An article published today in Tech Times reports that Petra Tschakert, a climate scientist, believes the “world’s target of limiting to a 2°C global average temperature increase may not be enough.” Would a two-degree rise in temperatures really mean the end of the world as we know it? Earth’s history tells a different story.
Petra Tschakert, a lead author of the IPCC Fifth Assessment Report, said that the 2°C target “may pose a threat to livelihoods and.” What he doesn’t tell you is that Earth has gone through much warmer periods than we have today, and has flourished and thrived quite nicely.
“A low temperature target is the best bet to prevent severe, pervasive, and potentially irreversible impacts while allowing ecosystems to adapt naturally, ensuring food production and security, and enabling economic development to proceed in a sustainable manner,” writes Tschakert.
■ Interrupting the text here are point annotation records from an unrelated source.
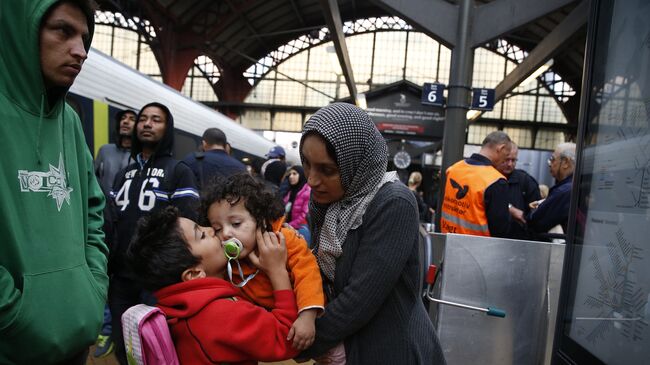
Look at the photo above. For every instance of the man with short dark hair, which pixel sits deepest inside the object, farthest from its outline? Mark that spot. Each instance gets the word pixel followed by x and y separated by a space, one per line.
pixel 111 158
pixel 522 190
pixel 152 182
pixel 52 257
pixel 476 193
pixel 214 160
pixel 554 209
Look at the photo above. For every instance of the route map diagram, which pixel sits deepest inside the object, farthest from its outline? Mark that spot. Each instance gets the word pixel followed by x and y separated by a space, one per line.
pixel 611 310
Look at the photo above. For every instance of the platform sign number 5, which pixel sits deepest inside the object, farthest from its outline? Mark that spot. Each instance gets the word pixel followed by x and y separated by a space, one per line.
pixel 432 94
pixel 482 99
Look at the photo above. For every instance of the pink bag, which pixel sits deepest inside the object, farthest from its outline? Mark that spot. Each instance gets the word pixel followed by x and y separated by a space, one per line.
pixel 147 338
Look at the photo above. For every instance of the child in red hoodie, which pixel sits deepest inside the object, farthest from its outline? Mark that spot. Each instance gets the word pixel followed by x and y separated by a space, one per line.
pixel 236 207
pixel 210 323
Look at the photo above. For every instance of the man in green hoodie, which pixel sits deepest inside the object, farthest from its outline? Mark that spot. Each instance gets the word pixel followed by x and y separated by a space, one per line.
pixel 52 256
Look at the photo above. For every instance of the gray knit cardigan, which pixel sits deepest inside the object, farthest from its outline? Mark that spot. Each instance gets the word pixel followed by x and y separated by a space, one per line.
pixel 377 310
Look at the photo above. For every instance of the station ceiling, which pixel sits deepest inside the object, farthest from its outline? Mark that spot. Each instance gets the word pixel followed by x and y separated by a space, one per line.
pixel 237 33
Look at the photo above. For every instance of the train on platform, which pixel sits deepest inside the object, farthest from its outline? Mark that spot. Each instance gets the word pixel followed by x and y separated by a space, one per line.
pixel 105 86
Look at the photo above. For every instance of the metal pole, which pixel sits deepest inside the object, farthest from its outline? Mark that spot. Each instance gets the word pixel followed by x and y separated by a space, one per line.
pixel 460 79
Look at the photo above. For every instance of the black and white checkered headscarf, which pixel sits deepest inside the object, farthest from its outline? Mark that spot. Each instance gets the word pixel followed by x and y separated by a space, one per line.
pixel 362 158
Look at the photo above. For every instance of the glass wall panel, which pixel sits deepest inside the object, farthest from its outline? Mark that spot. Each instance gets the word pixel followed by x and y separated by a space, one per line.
pixel 476 133
pixel 422 59
pixel 520 107
pixel 256 119
pixel 548 139
pixel 489 68
pixel 360 49
pixel 287 121
pixel 523 137
pixel 125 47
pixel 389 57
pixel 262 93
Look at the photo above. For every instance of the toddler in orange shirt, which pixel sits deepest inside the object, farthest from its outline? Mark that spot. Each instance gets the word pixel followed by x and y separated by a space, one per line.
pixel 235 207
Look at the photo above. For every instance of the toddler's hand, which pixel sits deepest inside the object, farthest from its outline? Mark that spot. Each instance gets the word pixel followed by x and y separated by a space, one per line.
pixel 303 330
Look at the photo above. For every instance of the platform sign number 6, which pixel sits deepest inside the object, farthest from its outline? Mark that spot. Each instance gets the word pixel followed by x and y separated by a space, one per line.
pixel 482 99
pixel 432 94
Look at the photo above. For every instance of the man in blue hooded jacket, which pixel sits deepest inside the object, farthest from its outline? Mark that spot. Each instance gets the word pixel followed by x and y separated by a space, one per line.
pixel 152 182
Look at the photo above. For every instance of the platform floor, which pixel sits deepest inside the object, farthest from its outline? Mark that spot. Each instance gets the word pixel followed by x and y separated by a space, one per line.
pixel 111 360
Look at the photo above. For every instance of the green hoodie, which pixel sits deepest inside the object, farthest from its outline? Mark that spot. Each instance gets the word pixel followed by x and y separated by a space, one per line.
pixel 53 278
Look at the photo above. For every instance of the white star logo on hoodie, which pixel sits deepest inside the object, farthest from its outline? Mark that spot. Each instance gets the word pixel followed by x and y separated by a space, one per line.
pixel 53 182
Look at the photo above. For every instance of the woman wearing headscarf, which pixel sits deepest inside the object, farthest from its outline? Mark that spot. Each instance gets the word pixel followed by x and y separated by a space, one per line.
pixel 365 237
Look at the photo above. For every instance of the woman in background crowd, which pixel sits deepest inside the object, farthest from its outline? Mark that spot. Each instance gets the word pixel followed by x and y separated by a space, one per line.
pixel 297 201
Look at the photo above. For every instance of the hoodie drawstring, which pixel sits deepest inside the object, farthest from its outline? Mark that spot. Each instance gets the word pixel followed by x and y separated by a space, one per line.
pixel 38 132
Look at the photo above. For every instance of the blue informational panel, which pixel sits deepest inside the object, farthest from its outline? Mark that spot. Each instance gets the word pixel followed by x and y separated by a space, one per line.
pixel 432 94
pixel 482 99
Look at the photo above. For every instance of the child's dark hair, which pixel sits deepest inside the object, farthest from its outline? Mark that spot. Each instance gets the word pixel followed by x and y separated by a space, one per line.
pixel 260 201
pixel 158 253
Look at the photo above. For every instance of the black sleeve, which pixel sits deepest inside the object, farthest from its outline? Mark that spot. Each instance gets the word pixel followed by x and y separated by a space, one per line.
pixel 496 208
pixel 532 190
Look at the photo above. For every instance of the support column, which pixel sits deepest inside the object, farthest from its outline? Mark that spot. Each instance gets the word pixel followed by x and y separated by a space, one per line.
pixel 458 96
pixel 174 63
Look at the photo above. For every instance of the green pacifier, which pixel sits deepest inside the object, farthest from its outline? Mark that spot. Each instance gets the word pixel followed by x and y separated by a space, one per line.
pixel 232 248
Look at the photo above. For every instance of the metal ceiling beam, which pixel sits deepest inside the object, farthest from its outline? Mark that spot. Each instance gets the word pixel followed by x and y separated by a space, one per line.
pixel 499 17
pixel 297 11
pixel 335 26
pixel 545 50
pixel 247 23
pixel 436 18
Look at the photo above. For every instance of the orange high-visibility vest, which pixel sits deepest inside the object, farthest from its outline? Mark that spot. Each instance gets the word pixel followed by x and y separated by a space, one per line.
pixel 463 207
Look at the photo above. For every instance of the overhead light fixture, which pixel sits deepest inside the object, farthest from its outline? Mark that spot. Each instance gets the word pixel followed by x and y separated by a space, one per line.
pixel 361 101
pixel 334 59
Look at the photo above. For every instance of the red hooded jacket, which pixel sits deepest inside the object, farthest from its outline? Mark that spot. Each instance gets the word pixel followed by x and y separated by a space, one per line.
pixel 211 324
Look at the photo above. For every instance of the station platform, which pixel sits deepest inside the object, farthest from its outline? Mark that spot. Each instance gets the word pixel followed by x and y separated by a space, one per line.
pixel 111 360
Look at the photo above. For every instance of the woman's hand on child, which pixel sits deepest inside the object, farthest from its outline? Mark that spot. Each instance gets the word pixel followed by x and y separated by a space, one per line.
pixel 303 331
pixel 272 254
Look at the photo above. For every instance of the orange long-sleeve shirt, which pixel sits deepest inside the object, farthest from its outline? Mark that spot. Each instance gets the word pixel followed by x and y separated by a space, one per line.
pixel 303 271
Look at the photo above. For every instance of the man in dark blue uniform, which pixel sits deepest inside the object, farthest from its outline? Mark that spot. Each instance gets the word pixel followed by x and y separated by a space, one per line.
pixel 214 160
pixel 554 210
pixel 522 190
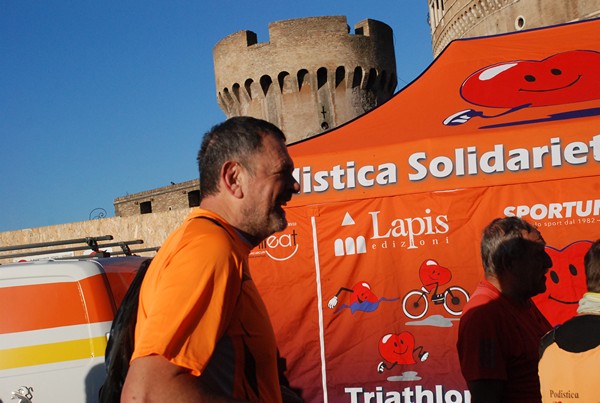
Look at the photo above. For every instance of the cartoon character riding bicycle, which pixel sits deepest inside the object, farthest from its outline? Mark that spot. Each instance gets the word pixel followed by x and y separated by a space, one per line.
pixel 416 303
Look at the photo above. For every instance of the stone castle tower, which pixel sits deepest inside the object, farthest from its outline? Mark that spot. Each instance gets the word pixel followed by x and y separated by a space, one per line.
pixel 453 19
pixel 312 75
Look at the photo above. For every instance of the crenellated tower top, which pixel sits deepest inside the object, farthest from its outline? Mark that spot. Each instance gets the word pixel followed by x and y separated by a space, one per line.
pixel 312 75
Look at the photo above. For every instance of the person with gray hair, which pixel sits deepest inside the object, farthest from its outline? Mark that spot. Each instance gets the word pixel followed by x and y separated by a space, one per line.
pixel 570 353
pixel 202 331
pixel 500 328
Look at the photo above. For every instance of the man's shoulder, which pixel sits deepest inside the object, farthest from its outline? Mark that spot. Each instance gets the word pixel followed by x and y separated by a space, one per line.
pixel 578 334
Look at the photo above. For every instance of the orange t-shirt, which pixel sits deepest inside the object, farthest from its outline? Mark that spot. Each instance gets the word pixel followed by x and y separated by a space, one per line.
pixel 200 309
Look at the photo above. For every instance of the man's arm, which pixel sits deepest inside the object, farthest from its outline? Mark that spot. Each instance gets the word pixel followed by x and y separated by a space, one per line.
pixel 155 379
pixel 487 390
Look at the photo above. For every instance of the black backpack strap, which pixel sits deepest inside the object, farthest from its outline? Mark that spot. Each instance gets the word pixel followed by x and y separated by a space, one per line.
pixel 119 348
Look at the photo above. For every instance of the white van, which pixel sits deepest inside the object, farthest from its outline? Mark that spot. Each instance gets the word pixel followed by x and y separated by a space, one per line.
pixel 54 320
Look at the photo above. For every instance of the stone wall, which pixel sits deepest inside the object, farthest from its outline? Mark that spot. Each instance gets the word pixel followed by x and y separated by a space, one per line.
pixel 453 19
pixel 167 198
pixel 153 229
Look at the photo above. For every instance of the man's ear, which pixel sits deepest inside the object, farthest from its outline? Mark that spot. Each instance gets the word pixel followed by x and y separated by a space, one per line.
pixel 231 178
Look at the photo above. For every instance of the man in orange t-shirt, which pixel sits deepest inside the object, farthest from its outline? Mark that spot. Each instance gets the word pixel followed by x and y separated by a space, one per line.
pixel 203 333
pixel 500 328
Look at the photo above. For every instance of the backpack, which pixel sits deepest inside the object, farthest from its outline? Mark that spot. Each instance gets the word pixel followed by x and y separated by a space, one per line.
pixel 120 343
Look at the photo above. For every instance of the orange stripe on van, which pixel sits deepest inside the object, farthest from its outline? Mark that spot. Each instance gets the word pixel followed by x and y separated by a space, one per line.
pixel 52 353
pixel 44 306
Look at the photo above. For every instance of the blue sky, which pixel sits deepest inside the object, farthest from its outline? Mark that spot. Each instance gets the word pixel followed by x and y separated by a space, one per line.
pixel 100 99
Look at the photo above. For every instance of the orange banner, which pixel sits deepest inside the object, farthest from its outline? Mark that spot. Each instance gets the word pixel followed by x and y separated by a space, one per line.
pixel 382 249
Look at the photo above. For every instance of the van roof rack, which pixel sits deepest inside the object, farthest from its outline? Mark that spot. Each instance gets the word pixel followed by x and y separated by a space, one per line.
pixel 90 242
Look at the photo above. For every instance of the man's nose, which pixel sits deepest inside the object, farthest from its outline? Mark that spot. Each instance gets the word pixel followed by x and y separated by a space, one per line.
pixel 295 186
pixel 547 261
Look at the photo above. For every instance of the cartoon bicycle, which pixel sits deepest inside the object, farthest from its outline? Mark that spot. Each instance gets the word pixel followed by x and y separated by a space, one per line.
pixel 416 303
If that sounds like Alinksy-speak, who penned the book “Rules for Radicals,” you wouldn’t be far off the mark. Saul Alinksy’s rule #3 states, “Whenever possible, go outside the expertise of the enemy.” Meaning, most people have no idea what Tschakert just said, but it sounds like expert advice, and they are oft-repeated talking points that no one ever questions.
We already have a living museum of what a warming world would like, and it’s all stored in fossil records and ice cores. In fact, over the last hundred years our planet’s 4.5-billion-year history has been dissected apart so thoroughly, we have a very good understanding of life in a warmer world. As you go back in time and really look at the planet’s past, the target of 2°C seems rather meaningless in the scheme of things.
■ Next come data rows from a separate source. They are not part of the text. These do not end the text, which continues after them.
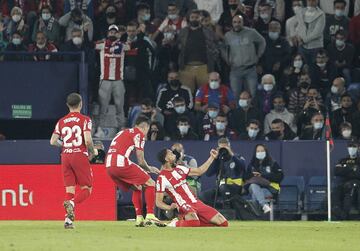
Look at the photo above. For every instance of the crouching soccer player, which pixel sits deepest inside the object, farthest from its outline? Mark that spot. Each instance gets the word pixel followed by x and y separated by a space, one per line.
pixel 172 180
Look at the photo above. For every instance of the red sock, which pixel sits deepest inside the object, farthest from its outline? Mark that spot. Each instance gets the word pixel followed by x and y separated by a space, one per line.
pixel 188 223
pixel 137 201
pixel 69 196
pixel 150 199
pixel 83 195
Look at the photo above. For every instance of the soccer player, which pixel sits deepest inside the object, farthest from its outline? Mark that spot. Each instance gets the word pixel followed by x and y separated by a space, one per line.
pixel 172 180
pixel 128 175
pixel 73 134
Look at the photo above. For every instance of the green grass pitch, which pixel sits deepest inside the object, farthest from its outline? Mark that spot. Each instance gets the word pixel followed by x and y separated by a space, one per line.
pixel 252 236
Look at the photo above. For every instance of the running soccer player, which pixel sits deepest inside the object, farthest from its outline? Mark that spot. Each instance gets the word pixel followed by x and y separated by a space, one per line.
pixel 172 180
pixel 128 175
pixel 73 134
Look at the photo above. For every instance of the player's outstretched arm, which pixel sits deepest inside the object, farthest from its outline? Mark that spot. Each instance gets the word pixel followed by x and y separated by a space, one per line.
pixel 144 165
pixel 204 167
pixel 160 202
pixel 55 140
pixel 89 143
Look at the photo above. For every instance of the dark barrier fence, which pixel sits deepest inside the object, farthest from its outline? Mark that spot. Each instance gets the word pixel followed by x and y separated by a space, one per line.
pixel 299 158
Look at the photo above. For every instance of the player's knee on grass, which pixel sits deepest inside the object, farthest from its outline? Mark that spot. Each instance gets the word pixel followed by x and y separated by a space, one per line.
pixel 191 216
pixel 150 183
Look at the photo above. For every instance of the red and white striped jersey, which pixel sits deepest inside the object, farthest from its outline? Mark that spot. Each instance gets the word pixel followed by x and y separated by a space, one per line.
pixel 112 56
pixel 174 183
pixel 71 130
pixel 123 145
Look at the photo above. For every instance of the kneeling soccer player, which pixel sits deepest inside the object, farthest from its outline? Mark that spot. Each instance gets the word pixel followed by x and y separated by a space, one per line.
pixel 172 180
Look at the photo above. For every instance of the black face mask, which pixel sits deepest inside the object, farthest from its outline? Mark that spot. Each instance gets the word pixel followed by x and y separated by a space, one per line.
pixel 194 23
pixel 174 83
pixel 110 14
pixel 112 38
pixel 233 6
pixel 304 85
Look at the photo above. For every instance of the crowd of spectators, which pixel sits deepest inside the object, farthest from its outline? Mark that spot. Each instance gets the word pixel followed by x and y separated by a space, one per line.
pixel 205 69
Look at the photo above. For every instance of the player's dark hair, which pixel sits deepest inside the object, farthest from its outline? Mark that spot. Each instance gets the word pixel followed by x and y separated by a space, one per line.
pixel 161 156
pixel 73 100
pixel 142 119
First we’ll journey back to the Cretaceous period (144-66 million years ago), where CO2 was 1700 parts per million (over 4x higher than today’s 400 ppm) and the average global temperature was 4°C higher than modern levels. According to Wikipedia,
“The Cretaceous was a period with a relatively warm climate, resulting in high eustatic sea levels and creating numerous shallow inland seas. These oceans and seas were populated with now-extinct marine reptiles, ammonites and rudists, while dinosaurs continued to dominate on land. At the same time, new groups of mammals and birds, as well as flowering plants, appeared.”
This period of incredible biodiversity also ended abruptly. Not because of high CO2 levels or warmer temperatures that helped usher in the most abundant array of life ever seen, but due to a meteor strike in the Gulf of Mexico that wiped out most life on Earth.
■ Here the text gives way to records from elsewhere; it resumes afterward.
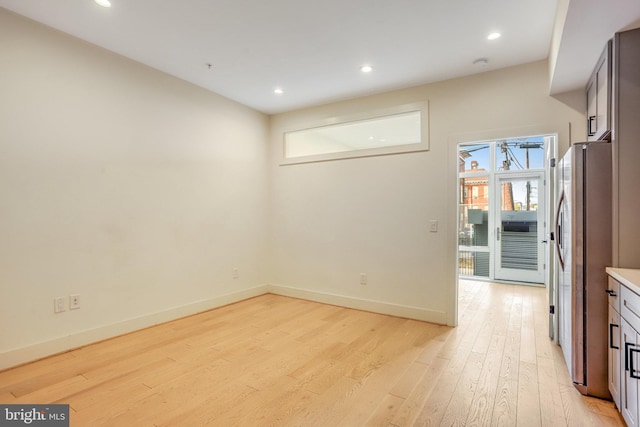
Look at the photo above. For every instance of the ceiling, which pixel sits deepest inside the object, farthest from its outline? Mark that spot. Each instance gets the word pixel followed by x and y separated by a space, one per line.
pixel 313 50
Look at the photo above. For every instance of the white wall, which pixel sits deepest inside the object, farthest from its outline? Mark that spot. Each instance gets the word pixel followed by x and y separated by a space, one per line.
pixel 334 220
pixel 141 193
pixel 134 189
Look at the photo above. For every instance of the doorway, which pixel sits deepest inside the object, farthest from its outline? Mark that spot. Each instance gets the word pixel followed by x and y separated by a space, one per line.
pixel 502 224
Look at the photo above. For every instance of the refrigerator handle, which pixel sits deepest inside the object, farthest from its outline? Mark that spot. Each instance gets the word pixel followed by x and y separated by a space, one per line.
pixel 611 345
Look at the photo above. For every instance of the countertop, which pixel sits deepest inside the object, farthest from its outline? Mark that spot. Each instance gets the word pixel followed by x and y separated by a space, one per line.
pixel 630 277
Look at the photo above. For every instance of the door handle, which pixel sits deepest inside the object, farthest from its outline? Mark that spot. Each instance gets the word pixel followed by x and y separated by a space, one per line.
pixel 589 125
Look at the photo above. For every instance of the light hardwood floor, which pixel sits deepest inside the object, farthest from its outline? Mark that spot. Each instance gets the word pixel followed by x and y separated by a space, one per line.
pixel 274 360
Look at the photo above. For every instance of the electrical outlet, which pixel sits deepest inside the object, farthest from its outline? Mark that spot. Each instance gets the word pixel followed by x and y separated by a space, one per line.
pixel 59 305
pixel 74 302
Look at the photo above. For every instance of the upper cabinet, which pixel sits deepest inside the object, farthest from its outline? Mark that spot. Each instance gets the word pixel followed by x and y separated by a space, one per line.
pixel 599 98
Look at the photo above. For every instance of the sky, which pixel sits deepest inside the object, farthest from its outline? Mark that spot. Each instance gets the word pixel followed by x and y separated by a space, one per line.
pixel 516 154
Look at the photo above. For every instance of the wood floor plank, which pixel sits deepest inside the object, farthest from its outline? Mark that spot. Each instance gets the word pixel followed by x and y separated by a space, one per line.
pixel 481 408
pixel 528 406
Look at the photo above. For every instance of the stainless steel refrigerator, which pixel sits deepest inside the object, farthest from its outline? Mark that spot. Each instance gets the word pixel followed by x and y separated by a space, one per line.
pixel 583 243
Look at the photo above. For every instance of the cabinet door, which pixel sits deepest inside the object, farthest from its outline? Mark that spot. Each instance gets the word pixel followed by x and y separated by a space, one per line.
pixel 628 385
pixel 614 355
pixel 602 99
pixel 592 114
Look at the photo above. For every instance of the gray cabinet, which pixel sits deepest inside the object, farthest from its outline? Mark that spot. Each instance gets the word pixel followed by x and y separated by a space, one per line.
pixel 614 340
pixel 599 98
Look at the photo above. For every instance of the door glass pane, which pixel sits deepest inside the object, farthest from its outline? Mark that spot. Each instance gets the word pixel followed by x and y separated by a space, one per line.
pixel 519 224
pixel 473 263
pixel 520 154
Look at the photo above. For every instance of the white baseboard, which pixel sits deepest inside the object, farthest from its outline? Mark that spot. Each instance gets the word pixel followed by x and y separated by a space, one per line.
pixel 40 350
pixel 37 351
pixel 408 312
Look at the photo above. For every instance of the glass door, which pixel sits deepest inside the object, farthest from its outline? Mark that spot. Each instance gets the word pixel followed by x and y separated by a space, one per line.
pixel 519 227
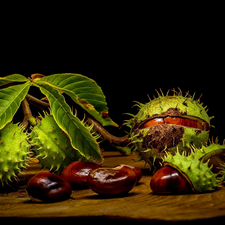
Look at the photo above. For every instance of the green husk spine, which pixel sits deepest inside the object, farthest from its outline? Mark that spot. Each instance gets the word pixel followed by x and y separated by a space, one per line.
pixel 14 152
pixel 52 146
pixel 199 174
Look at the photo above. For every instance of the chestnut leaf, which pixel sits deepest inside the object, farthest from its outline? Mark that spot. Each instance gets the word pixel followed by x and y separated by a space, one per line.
pixel 83 91
pixel 10 99
pixel 80 137
pixel 12 78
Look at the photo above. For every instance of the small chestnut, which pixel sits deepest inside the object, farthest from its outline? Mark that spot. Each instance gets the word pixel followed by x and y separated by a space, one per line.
pixel 112 181
pixel 76 173
pixel 136 170
pixel 168 180
pixel 48 187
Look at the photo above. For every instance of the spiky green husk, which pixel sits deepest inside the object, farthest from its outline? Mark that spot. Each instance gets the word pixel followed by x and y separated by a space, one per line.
pixel 200 176
pixel 52 146
pixel 149 142
pixel 14 152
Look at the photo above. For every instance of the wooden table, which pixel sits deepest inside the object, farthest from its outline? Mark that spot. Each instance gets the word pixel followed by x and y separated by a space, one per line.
pixel 140 205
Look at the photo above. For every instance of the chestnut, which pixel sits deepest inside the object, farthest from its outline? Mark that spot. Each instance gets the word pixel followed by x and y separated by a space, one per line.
pixel 136 170
pixel 168 180
pixel 48 187
pixel 112 181
pixel 76 173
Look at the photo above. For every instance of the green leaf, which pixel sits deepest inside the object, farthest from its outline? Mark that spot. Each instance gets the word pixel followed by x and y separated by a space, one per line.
pixel 80 137
pixel 10 99
pixel 83 91
pixel 12 78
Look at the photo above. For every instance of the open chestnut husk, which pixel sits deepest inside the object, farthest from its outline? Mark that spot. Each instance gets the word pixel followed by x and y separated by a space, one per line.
pixel 48 187
pixel 76 173
pixel 168 180
pixel 112 181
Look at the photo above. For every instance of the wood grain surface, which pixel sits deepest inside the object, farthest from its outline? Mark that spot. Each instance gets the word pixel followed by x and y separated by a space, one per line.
pixel 139 205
As Anthony Watts, a meteorologist who runs the popular science blog Watts up with That?, writes in an article, “Was the Cretaceous too warm for Earth’s diverse species? Absolutely not – the Cretaceous hosted a bounty of life and biodiversity, the emergence of the first flowering plants, the first appearance of our mammal ancestors. The Dinosaurs dominated the warm Cretaceous for 80 million years, a long period during which life flourished.”
Further back in time we come to the Carboniferous period (358-299 million years ago, where CO2 was twice what it is today and the average global temperature was 0°C higher. So if CO2 levels were twice the level that they are today, why didn’t the temperature increase concomitantly?
Our journey into deep time takes us to the Cambrian period (541–485.4 million years ago), where CO2 levels were a whopping 4500 ppm, 11 times higher than today. And the mean surface temperature was a modest 21°C (69.8°F). It was only during the Neogene period (which ended about 3 million years ago) did CO2 levels drop dramatically to 280 ppm and the mean surface temperature plunged 12 degrees to 14°C (57.2°F).
All of these periods have one thing in common: rich ecosystems, abundant life forms, and a profusion of diverse, adaptable bioregions across the planet. Repeating the same talking points that we know what’s best for Earth (which doesn’t include our technological achievements) and that our ecosystems are somehow in jeopardy is nothing more than a false narrative.
Watts goes on to say that the lesson we can learn from all this is that “we have nothing to fear from CO2. And if our civilisation has any money to spare on preparations for possible disasters, we should be spending that money on building meteor defences, not on trying to curb harmless CO2 emissions.”